I hope you enjoy. Please feel free to leave me comments.

Thanks

If someone's drinking, drugging or sobriety is bothering you or if you grew up with drinking or drugs in your home, please find an Al-anon meeting.
http://www.al-anon.alateen.org/

Tuesday, May 25, 2010

The Blessing

This is a story, that the late Pat C. who had over 40 yrs in Al-Anon, used to tell. There are also books you can read about this very same thing.

It's called "The Blessing."

At birth every child should receive this blessing.

To be:
Named
Accepted
Revered
Respected
Cherished
To be Loved

Sometimes this doesn't happen. Not because the parents wouldn't, although that certainly can be the case, but because they couldn't. You see, they had not received it themselves. You cannot transmit what you don't have.

This is often the case with families affected by the disease of alcoholism or drug addiction. The parents are unable to give the blessing because, as I mentioned above, they either weren't given it themselves or they couldn't give it because the disease was alive and well in their homes. This is not to say that everyone who is born into the disease never gets the blessing. Some do.. Some still get this gift from one or both of their parents. I have a best friend from high school who grew up in the disease. Her father was a severe alcoholic, but she did get the blessing from her mother. I have to tell you, there were many days when I was a teenager that I wished her mother was mine.

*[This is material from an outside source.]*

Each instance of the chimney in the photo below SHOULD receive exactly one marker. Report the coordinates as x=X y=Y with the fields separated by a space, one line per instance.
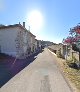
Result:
x=24 y=24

I know that my parents tried to give me the blessing. However, there was insanity in the house I grew up in. Lot's of fighting. Lot's of verbal, emotional, physical and sexual abuse.
So the blessing that my mother and father tried to give me didn't have a chance at surviving. They did the best they could. My mother got the blessing. My father, however, never got the blessing from his parents. He lost his father at age 1 and his mother didn't want him. By the time he was 3, she had left him and his sister in an orphanage in Florida.

In recovery, we learn that God sends us people to stand in the gap. There are so many women who have given me the blessing. They have loved me unconditionally and because of that, I have learned how to give love unconditionally. I have learned what that feels like and what it looks like.

I stand in the gap for other women in my life as well. There is one particular young woman that God has put in my life currently, that needs a mother. Needs to be loved and cared for. I can be that for her.
When I give of myself in that way, I get paid back ten fold. My heart is filled and I am healed further.

The journey of Recovery is a long one. I trip, stumble and fall a lot, but I know that God's holding me. I will never be perfect. I don't try to be.
If and when I fully recover from my alanonisms, it will be time for God to take me home to him.

Until then, I'll keep practicing.
I'll keep learning lessons.
I'll get back on the beam I fell off of almost a year ago and work on my disease.

I know God's will for me will never take me where God's grace will not protect me.

I've been self-will run riot this last year. That's not a secret.
For today, I've made a decision to turn my will and my life over to the care of God as I understand him.
It's a process and I get a daily reprieve, contingent upon my spiritual maintenance. I have to make the decision each day. I have to do the footwork and be the vehicle in which God can drive change.

I know Al-Anon and AA works. I have seen it with my own eyes and I have had it work in my own life.
We're not bad people... We're sick people trying to get well.

That's enough for me.

5 comments:

  1. This is the most beautiful, moving post I've read in a long time. I want to print it out and keep it. I believe I will.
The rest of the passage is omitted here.